Vergiss nicht zu lacheln―進撃の巨人
第22章 「母さん……」
「……っ、ぅ……」
腹部に強い衝撃が走り、エミリは腹を抱えて蹲る。蹴られたことで吐き出された唾液は、顎を伝って地面に滲んでいた。
涙が零れそうになるのを懸命に堪え、オドを睨み上げる。
「君、懲りないね。そういう敵意を向けられると、鬱陶しいから諦めるまで痛めつけたくなるんだけど」
後頭部で一つに束ねているエミリの髪を鷲掴んでは引っ張り、顔を近づけてそう吐き捨てる。それでも諦めの悪いエミリは、降参しようとしない。
「……ぐっ、ぁ……」
痛みに顔を歪めながらも、オドに対する敵意だけは忘れず彼を睨み続ける。
厄介者を相手にしてしまったことにここで気づいたオドは、心底面倒くさそうに目を細めた。

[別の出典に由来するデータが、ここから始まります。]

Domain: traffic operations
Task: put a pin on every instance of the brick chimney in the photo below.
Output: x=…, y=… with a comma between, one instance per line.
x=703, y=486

「早く降参するのが身のためだよ? 僕、本当に君みたいに綺麗事だけ並べるお気楽野郎が大嫌いなんだ。虫唾が走る。女だろうが容赦なんてしないよ」
エミリの髪を放し、仰向けになるよう地面に投げ飛ばす。
「まずは、そのうるさい口を塞がなくてはね」
「あ、ぐっ……!」
その言葉通り、いきなり真上から口の中に何かを詰め込まれたエミリは、息苦しさから呻き声を上げた。
エミリの口を塞ぐのは、オドが実験で使用していた手袋。何らかの薬品に触れたものなのだろう、苦味まで口の中に広がっていた。
「ん"ん"ん"……!! んム……ん"ん"、う"っ、ぁ……」
痛いほどに震える喉が、限界を訴える。ジタバタと手足を動かしもがくが、手袋が引き抜かれることはない。それどころか、更に口の中に押し込められ、吐き気が襲った。
見開かれたエミリの目からは、涙の筋が幾つも作られる。
「口はこんなもんかな……あとは、」
エミリの口の中へ押し込んでいた手を抜いて、彼女を再び見下ろすように立ち上がったオドは、そのまま足でエミリの顔を勢いよく踏みつけた。
「ン"ン"ン"っ──!! ンん、ン"ン"……ン"あ、あ"あ"っ……!!」
割れるような痛みが脳内に響いた。上下から強い刺激がエミリを襲う。
手袋によって塞がれた口からは、くぐもった声が部屋全体に響き渡るのみだった。